C’est ce qu’on appelle un « soft reboot », une relance de la franchise qui n’en est pas vraiment une, où on change des éléments pour capter à nouveau le spectateur tout en laissant l’intrigue se déroulant dans le même univers. Doctor Who, avec son casting changeant presque chaque année y compris pour le rôle titre, en est le meilleur exemple.
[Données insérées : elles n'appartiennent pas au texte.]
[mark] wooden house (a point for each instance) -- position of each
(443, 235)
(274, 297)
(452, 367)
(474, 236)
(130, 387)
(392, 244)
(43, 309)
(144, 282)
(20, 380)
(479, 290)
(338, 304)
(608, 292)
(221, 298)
Après le film de David Fincher sorti en 2007, Sony Pictures « soft reboote » Millenium en confiant les manettes à Fede Alvarez et le rôle iconique de Lisbeth Salander à Claire Foy.

 

LA CRITIQUE

Avec son gros budget de 90 millions, le Millénium de David Fincher était un projet casse gueule, à mi-chemin entre les blockbusters et des productions plus modestes, dans un autre deux de plus en plus rare qui peine à exister aujourd’hui. Forcément, rentabiliser une telle somme pour un film Rated R, avec son ambiance poisseuse et ses histoires de meurtres et de viol, c’est un peu plus compliqué que pour une œuvre tous publics, et les résultats étaient suffisants pour rentabiliser la production mais pas non plus satisfaisants, en tout cas pas pour que Sony rempile direct. Résultat des courses : toute l’équipe a pris le large, et il fallait déjà rebooter la franchise avec un nouveau casting.
Lourde tâche pour Fede Alvarez donc, un réalisateur dont le précédent Don’t Breathe s’approchait déjà de Fincher stylistiquement parlant. Mais comment faire pour passer après un tel maître ?
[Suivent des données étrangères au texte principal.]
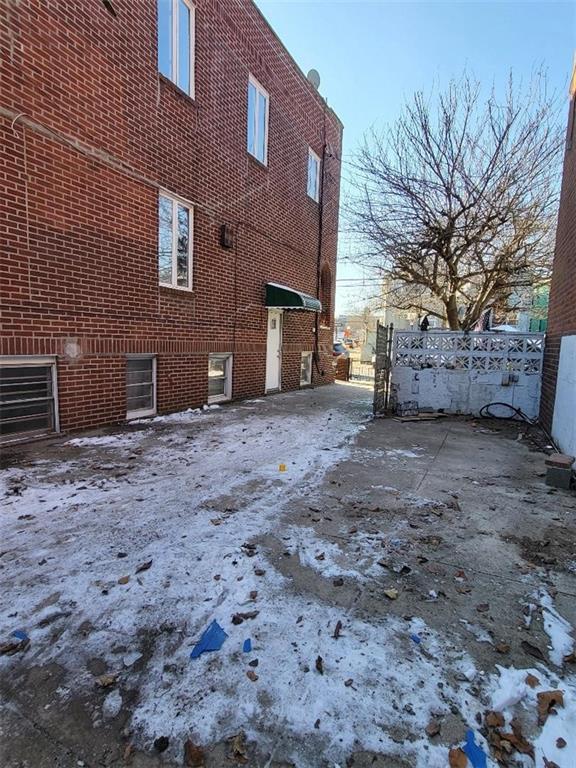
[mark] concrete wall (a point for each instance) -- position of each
(466, 391)
(564, 420)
Devant faire suffisamment le lien avec le précédent film pour ne pas totalement perdre les spectateurs, ce Girl in the Spider’s Web devait quelque part s’en démarquer aussi, afin de pouvoir exister pour lui-même et justifier son existence. Alors oui, Millénium a déjà un univers graphique tout trouvé avec ses contrées enneigées menaçantes et son atmosphère étouffante, glaciale, sur le fil du rasoir. Visuellement, Alvarez sait qu’il ne peut pas passer du tout au tout et tente de s’inscrire dans une continuité esthétique, avec une photographie dans l’esprit du premier opus, même si le tout est moins travaillé suivant les scènes, l’abondance de dialogues semblant par moment emmerder le réalisateur qui a parfois tendance à passer en mode automatique, en illustrant le script sans se compliquer la tâche. Il reste quelques séquences avec des tentatives visuelles plus prononcées, dans le manoir qui sert l’intro par exemple, mais on voit bien les moments qui parlent à Alvarez, et ceux qui sont plus mécaniques au récit et l’intéressent moins.

Pourtant, le réalisateur uruguayen ne démord pas à l’idée de poser un climat lugubre sur son film et de le tenir tout du long, sans pour autant totalement singer son prédécesseur. Cela vient d’abord du scénario, adapté du quatrième livre de la saga, le premier écrit par un autre auteur que le créateur Stieg Larsson, mort avant la publication de sa trilogie. Non sans polémique, c’est David Lagercrantz qui a repris le flambeau il y a quelques années, et Ce qui ne me tue pas est d’ailleurs souvent décrié par les fans pour la baisse qualitative qu’il a engendrée. Les scénaristes sont bien partis sur la base du livre, avec un hacking à l’échelle internationale, la NSA impliquée dans l’histoire et des thématiques de surveillance mondiale. Sauf qu’ils ont aussi décidé de s’en écarter en gonflant les enjeux pour leur donner une toute autre ampleur. Ainsi, la surprise tombe rapidement quand on se rend compte que ce nouveau Millénium possède les attraits d’un James Bond au féminin !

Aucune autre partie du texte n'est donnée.